Heat

heatposterUn inconnu vêtu de noir qui me ressemblait comme un frère…

Ah, c’est bien, très bien, de la première à la dernière image, et les 2H40 du film passent sans qu’une seule fois on regarde le minuteur, tant la tension, le rythme, la densité des péripéties tiennent haletant et propice à l’admiration ! Moi qui n’ai pas une grande passion pour les États-Unis d’Amérique en général, et pour leurs films policiers en particulier (à de notables et nombreuses exceptions près), je me suis laissé envoûter par ce film d’un Michael Mann dont, par ailleurs, j’ignore tout.

Et ma note irait même vers celle réservée aux chefs-d’œuvre si, chipotant un peu, je n’avais trouvé les héroïnes féminines assez pâles. Il est vrai que, pour affronter la comparaison avec Robert De Niro et Al Pacino, il faut avoir un sacré coffre. Et, à dire vrai, dans la même catégorie, pour ce film, je ne vois que le vétéran Jon Voight, qui est au même niveau que dans Macadam cow-boy et Délivrance, avec cette faille épuisée qui le rend si essentiel.

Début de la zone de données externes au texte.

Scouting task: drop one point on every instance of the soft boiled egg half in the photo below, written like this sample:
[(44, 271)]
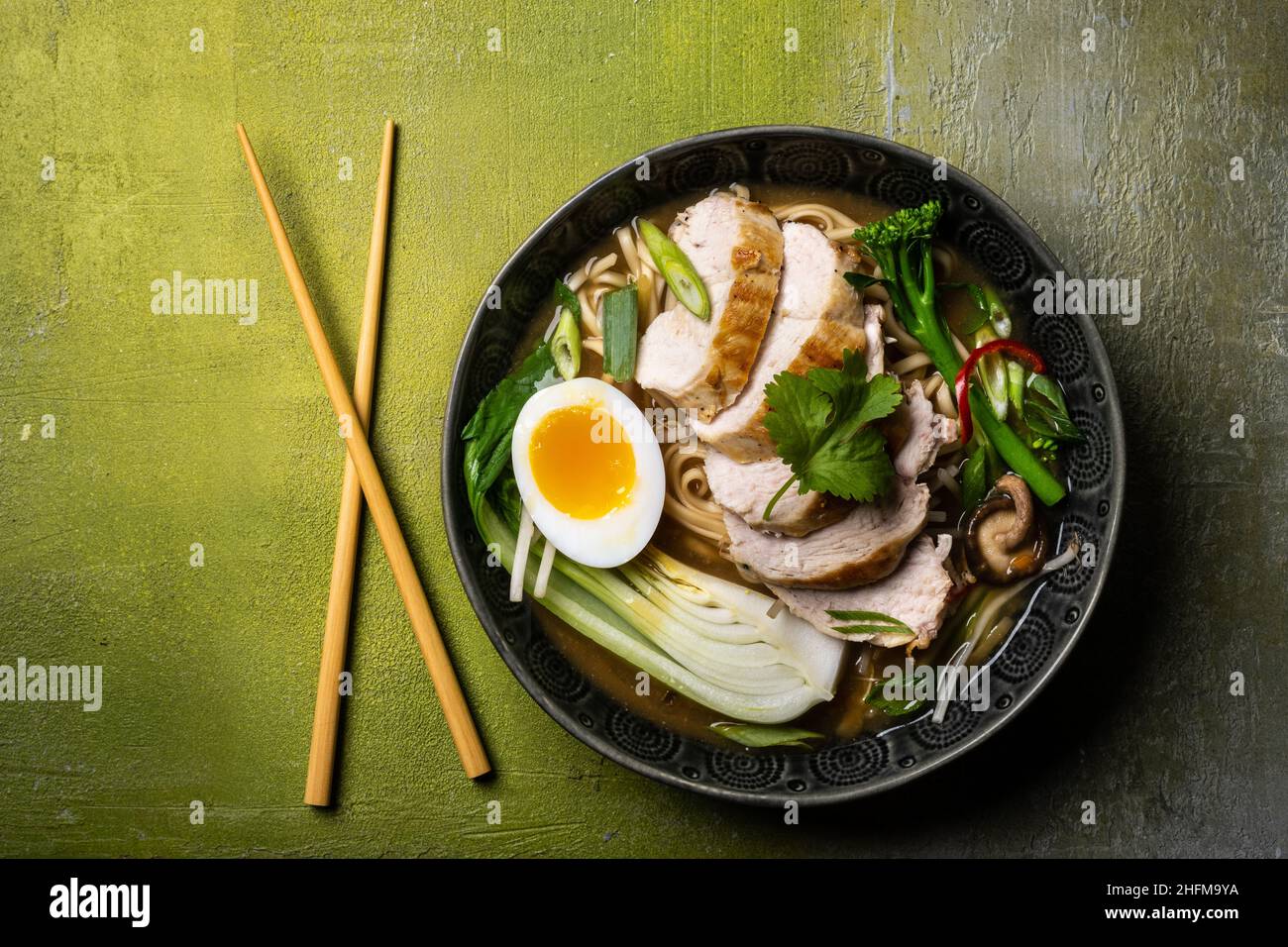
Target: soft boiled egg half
[(589, 471)]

Heat est bluffant du début à la fin parce que les scènes d’anthologie ne font pas la part trop belle aux effets spéciaux, aux explosions, aux corps déchiquetés, aux impacts des bagnoles qui s’entrechoquent et des balles qui trouent ; il y a cela, bien sûr, mais ces effets là sont au service du récit et non pas, comme trop souvent, imposés aux protagonistes pour constituer une tambouille à la fois très spectaculaire et très vite oubliée. En d’autres termes, les images sont au service du récit, et non le contraire.

heat-largeTout est soigné, dans Heat, et notamment les dialogues, denses, intelligents, pertinents, nerveux, mais aussi la manière de filmer… Je dois dire que Los Angeles n’est pas une des cités qui me donnent envie de la visiter, au contraire de Prague ou de Saint-Pétersbourg, mais je reconnais qu’est magnifique l’image de l’immense mer de lumière qui apparaît souvent sous les yeux de McCauley (De Niro) et de Eady (Amy Brenneman), la jeune femme dont il fait miraculeusement la connaissance, au cours d’une scène très douce et très intelligente.

Il y a une sorte de montée chromatique dans la violence et dans la tension qui fait qu’on oublie vite qu’on ne sait rien, et ne saura guère ce qu’ont été les vies antérieures de McCauley et de son adversaire Hanna (Pacino) ; mais l’intelligence du film est telle qu’on parvient à reconstituer la complexité des personnalités et à se retrouver avec deux types à la fois opposés et complices. Je ne connais guère de films où l’on éprouve une même empathie pour le chasseur et le chassé et, finalement, pour deux types centrés l’un et l’autre sur la même obsession, parallèle et antagoniste (je ne suis pas sûr d’être scientifiquement correct, là).

Et pourtant les deux types sont deux fous furieux, prêts à tout pour ressentir leur grand orgasme : Hanna, lors de la chasse des malfaiteurs après l’attaque de la banque, tire sans beaucoup de réflexion sur Cherrito (Tom Sizemore) qui tient dans ses bras un otage, en prenant le risque de tuer la petite fille. McCauley, au moment où il pourrait s’enfuir avec Eady, ne se résout pas à laisser cette canaille de Waingro (Kevin Gage) couler de jours tranquilles : l’un et l’autre ne vivent que par l’émotion quasiment sexuelle qui les anime au moment de l’action.

Un film intelligent, profond, triste sans mièvrerie. Un bon film, un grand film.